In his eulogy at May’s funeral service, barrister Nick Brown, a long-time friend and collaborator of May since they met in 1987 working on the Birmingham Six campaign, said the campaign’s success changed the culture of the English court of appeal for a “brief but halcyon period” in the 1990s and 2000s.
Senior criminal judges, he said, “became much more open to the possibility that a miscarriage of justice may have occurred, much more alert to both police and prosecutorial misconduct and its significance, and much more liberal in their approach and insistent on the need to ensure that justice is seen to be done”.
May, as vice-chairman of the Britain and Ireland Human Rights Centre and as an individual, also did “invaluable behind-the-scenes work” to further the Northern Ireland peace process, said Brown.
Aged 50, May returned to education. While reading law at Birkbeck College in London, he met another mature student, Jane Mair. Their friendship blossomed into love and they married after both graduated with first-class honours in law.
May’s long-time friend Breda Power, a daughter of Billy Power, one of the Birmingham Six, said May was the happiest she had ever seen him after his marriage. The couple shared a love of travel and both were news addicts.
Until his retirement, May worked as parliamentary and campaigns officer with the national disability charity Scope.
Mair worked with May on the campaign that led to the overturning in 2012 of the 2004 conviction of Sam Hallam for the murder of a trainee chef during a street brawl.
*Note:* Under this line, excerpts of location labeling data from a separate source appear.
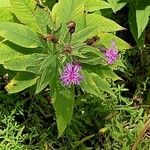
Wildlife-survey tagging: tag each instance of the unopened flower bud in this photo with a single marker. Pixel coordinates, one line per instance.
(71, 26)
(92, 41)
(51, 38)
(67, 49)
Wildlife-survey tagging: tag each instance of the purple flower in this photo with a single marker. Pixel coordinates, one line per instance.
(111, 54)
(71, 74)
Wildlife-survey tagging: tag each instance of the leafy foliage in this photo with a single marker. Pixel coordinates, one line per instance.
(37, 40)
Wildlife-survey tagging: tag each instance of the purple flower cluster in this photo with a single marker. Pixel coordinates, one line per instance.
(111, 54)
(71, 74)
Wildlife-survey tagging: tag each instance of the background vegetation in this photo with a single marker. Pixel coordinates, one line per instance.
(116, 117)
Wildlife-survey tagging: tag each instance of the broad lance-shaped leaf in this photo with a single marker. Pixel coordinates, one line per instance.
(142, 15)
(5, 14)
(89, 55)
(101, 83)
(48, 71)
(7, 53)
(102, 24)
(24, 10)
(93, 5)
(22, 63)
(4, 3)
(107, 38)
(81, 36)
(89, 85)
(104, 71)
(63, 103)
(69, 10)
(20, 82)
(117, 4)
(19, 34)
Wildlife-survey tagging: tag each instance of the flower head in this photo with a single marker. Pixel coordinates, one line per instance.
(71, 74)
(111, 54)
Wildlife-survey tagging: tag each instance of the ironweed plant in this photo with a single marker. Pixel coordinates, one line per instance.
(69, 50)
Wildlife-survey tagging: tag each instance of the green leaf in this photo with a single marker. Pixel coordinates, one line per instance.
(81, 36)
(137, 25)
(4, 3)
(93, 5)
(107, 38)
(69, 10)
(49, 71)
(142, 15)
(101, 83)
(89, 85)
(63, 103)
(117, 4)
(5, 14)
(7, 53)
(19, 34)
(89, 55)
(102, 24)
(24, 10)
(43, 19)
(104, 71)
(23, 62)
(20, 82)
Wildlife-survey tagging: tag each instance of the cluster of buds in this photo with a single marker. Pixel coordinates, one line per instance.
(92, 41)
(71, 26)
(50, 38)
(67, 49)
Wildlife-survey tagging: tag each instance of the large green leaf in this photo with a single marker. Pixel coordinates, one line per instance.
(107, 38)
(89, 55)
(4, 3)
(20, 82)
(142, 15)
(101, 83)
(69, 10)
(7, 53)
(23, 62)
(104, 71)
(117, 4)
(63, 102)
(43, 19)
(93, 5)
(89, 85)
(136, 26)
(5, 14)
(19, 34)
(82, 35)
(102, 24)
(24, 10)
(49, 71)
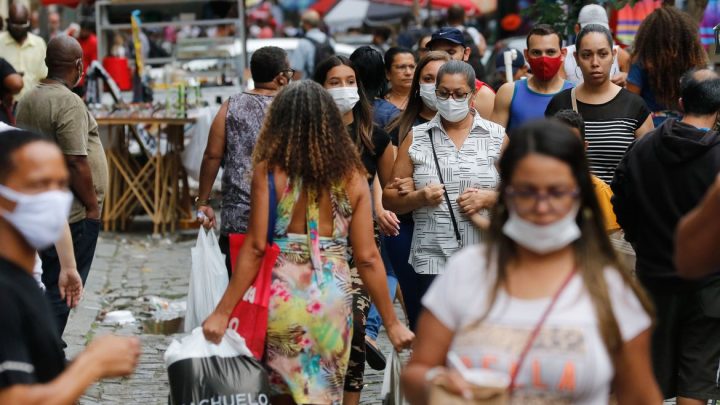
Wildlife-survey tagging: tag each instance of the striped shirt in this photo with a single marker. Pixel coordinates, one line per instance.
(609, 128)
(473, 165)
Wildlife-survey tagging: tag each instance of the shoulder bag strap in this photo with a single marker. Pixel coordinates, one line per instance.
(447, 197)
(536, 331)
(272, 213)
(573, 100)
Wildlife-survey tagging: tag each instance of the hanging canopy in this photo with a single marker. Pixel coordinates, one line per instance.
(355, 13)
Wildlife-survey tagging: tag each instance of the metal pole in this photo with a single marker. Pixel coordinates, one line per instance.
(243, 40)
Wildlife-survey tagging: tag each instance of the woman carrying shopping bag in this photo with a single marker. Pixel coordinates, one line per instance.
(544, 302)
(325, 201)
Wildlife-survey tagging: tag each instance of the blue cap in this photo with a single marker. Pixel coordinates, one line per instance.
(448, 34)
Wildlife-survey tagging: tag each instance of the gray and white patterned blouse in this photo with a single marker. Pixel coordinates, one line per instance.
(244, 119)
(473, 165)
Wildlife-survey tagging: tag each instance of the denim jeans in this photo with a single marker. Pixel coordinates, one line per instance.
(412, 285)
(374, 321)
(84, 236)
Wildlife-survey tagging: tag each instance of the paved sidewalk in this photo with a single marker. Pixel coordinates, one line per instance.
(128, 268)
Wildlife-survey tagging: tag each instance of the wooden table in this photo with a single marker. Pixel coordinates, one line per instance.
(155, 182)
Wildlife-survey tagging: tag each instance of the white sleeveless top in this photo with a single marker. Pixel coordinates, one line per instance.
(573, 71)
(473, 166)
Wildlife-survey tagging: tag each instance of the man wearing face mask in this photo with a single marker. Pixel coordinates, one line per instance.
(51, 108)
(452, 41)
(232, 139)
(34, 203)
(663, 176)
(22, 49)
(526, 100)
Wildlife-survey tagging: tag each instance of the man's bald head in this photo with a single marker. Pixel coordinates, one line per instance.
(18, 22)
(64, 59)
(311, 18)
(18, 13)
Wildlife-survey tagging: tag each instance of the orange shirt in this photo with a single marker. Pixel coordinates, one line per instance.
(603, 192)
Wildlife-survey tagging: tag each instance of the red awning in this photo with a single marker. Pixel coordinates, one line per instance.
(66, 3)
(470, 7)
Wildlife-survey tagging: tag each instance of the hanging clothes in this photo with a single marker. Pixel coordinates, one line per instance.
(711, 18)
(630, 18)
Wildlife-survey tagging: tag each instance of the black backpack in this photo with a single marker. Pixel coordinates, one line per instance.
(323, 50)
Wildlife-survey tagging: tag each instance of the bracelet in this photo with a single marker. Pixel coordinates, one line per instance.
(201, 203)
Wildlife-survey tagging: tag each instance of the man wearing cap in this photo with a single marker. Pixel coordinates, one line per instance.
(526, 100)
(452, 41)
(22, 49)
(595, 14)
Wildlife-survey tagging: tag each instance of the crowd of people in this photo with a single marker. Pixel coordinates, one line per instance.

Hallam, from Hoxton in London, was just 17 at the time and was jailed for a minimum 12 years.
May often wondered what it took for the system to learn from the experience of cases such as the Birmingham Six. In a 2014 article, Justice, Moral Panic and the Irish, he asked: “Have the UK Government, criminal justice system and media learned any lessons from the 30-year moral panic during the Northern Ireland conflict? Hardly. Not long ago, I met with Vincent Maguire who together with five relatives and a family friend was imprisoned in the 1970s for terrorist offences which never existed. Speaking of the irrational atmosphere in which the Maguire Seven were tried and convicted, Vince commented: ‘Back then it was Irish people on the receiving end. Now it’s Muslims.’”
In recent years May was a devoted carer for his wife after she suffered mobility issues due to a fall.
In a letter to Mair after May died suddenly last month at the couple’s home in York, Corbyn spoke of his “enormous respect” for the man whom he first met among a small group who came together to support the families of the Guildford Four.
It was “not an exaggeration” to say, without May’s work, the campaign would not have been won, said Corbyn. “It’s people like Paul who step up when few others do, and are prepared to give their all to a campaign, that made the difference.”
May is survived by his wife and two sisters.